Le peuple n’a pas gagné. Il a seulement rattrapé l’incapacité de son Parlement à s’opposer à une initiative nuisible et anticonstitutionnelle.
Une majorité des votants a compensé la faiblesse de ses représentants.
Le long de ses quatre dernières années nous avons hérité d’une Assemblée fédérale terriblement peureuse et silencieuse.
(Photo de Patrick Marione. 2013)
« Le silence des bons est plus terrible que les actes des méchants. » (Formule attribuée à Martin Luther King)

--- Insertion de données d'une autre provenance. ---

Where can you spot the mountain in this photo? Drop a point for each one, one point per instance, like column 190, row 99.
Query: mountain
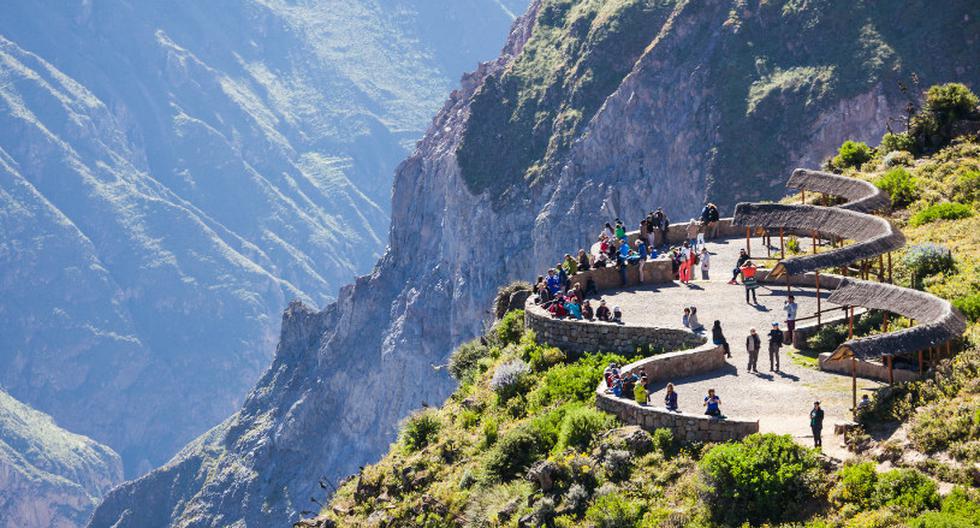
column 173, row 173
column 49, row 476
column 621, row 106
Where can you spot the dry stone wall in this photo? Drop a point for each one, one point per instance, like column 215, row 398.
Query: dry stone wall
column 577, row 336
column 686, row 427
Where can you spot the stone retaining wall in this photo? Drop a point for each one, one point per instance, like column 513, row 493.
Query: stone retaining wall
column 576, row 336
column 866, row 369
column 685, row 427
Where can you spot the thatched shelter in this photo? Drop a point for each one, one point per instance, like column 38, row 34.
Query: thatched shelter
column 861, row 196
column 872, row 235
column 937, row 321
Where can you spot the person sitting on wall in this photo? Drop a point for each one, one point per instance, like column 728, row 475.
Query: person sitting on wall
column 587, row 312
column 712, row 404
column 590, row 287
column 553, row 282
column 578, row 292
column 742, row 258
column 570, row 265
column 602, row 312
column 584, row 264
column 670, row 399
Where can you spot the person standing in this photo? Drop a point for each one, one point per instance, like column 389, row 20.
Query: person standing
column 712, row 404
column 749, row 281
column 775, row 341
column 752, row 345
column 816, row 424
column 789, row 305
column 718, row 338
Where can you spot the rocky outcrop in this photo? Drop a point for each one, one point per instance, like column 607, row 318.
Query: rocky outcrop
column 671, row 133
column 48, row 476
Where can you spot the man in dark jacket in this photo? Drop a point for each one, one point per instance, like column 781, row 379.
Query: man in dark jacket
column 816, row 424
column 775, row 341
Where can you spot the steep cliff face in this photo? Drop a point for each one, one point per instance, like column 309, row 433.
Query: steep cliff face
column 48, row 476
column 663, row 131
column 173, row 173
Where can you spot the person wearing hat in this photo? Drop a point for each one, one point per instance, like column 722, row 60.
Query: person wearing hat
column 816, row 424
column 775, row 341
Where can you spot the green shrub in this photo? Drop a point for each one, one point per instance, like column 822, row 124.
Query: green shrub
column 580, row 427
column 907, row 489
column 851, row 154
column 926, row 260
column 896, row 142
column 941, row 211
column 966, row 186
column 614, row 511
column 511, row 327
column 856, row 485
column 509, row 379
column 969, row 305
column 420, row 429
column 515, row 452
column 663, row 440
column 763, row 478
column 952, row 100
column 465, row 360
column 900, row 186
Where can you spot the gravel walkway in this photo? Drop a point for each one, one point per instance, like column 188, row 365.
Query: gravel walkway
column 780, row 400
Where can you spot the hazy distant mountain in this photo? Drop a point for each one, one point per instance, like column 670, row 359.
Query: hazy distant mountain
column 48, row 476
column 172, row 173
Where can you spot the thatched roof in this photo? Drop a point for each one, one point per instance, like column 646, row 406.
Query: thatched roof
column 860, row 195
column 937, row 321
column 872, row 235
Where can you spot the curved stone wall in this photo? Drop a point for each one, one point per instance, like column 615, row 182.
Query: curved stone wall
column 861, row 196
column 685, row 427
column 576, row 336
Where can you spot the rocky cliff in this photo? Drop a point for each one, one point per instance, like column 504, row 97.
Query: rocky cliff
column 713, row 100
column 173, row 173
column 48, row 476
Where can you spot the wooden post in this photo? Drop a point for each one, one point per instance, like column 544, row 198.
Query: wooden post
column 817, row 273
column 782, row 245
column 853, row 384
column 891, row 369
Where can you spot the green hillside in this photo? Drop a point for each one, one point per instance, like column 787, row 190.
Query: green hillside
column 521, row 443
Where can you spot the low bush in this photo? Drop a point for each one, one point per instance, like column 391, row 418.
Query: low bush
column 900, row 186
column 763, row 478
column 420, row 429
column 969, row 305
column 511, row 327
column 509, row 379
column 580, row 426
column 926, row 260
column 941, row 211
column 896, row 142
column 614, row 511
column 516, row 450
column 906, row 489
column 851, row 154
column 464, row 361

Même l’équipe de football la plus populaire d’un championnat ne peut pas bafouer les règles d’arbitrage. Que s’est-il donc passé depuis fin 2012 ? Pourquoi l’UDC, avec son initiative de renvoi effectif des étrangers criminels, n’a pas été sifflée “hors jeu” sur le terrain parlementaire. Le 20 mars 2015 l’Assemblée fédérale aurait dû avoir le courage d’invalider cette initiative et de la refuser au vote.
Je ne peux pas me réjouir des résultats de cette votation car si celle-ci avait trouvé ne serait-ce qu’une petite majorité, les fondements policiers auraient été purement et simplement annihilés !
Les expulsions automatiques auraient été exécutées par des policiers qui, soudainement, se seraient vu amputés d’un des quatre principes de base(*) qui régissent leurs missions. Le principe de conduite au procès équitable – travail existentiel du policier exécutif qui consiste à dresser les faits constatés pour les déposer au pouvoir judiciaire – aurait été jeté à la mer et coulé dans les fonds marins. Aucun garde-fou n’aurait été, alors, si puissant pour empêcher que des policiers viennent arrêter, à trois heures du matin, votre employé ou votre beau-frère, sans que ces derniers puissent bénéficier d’un jugement et d’une défense digne de ce nom. Nous aurions alors découvert des polices totalement désarticulées, privées de leur capacité de maîtrise, peut-être même livrées au zèle de quelques dirigeants extrémistes.
Car malgré le résultat de cette votation, une question subsiste :
Comment est-ce possible de revendiquer plus de sécurité publique tout en se moquant de la maîtrise ou du principe de base de celles et ceux qui en ont la charge ?
Ne baissons pas la garde, de nouvelles tempêtes sont à prévoir.
(* Les trois autres principes de base du policier suisse sont le respect de la présomption d’innocence, le respect de la sphère privée et le respect absolu de l’intégrité physique, morale et psychique des personnes interpellées ou/et placées en garde à vue ou en détention provisoire.)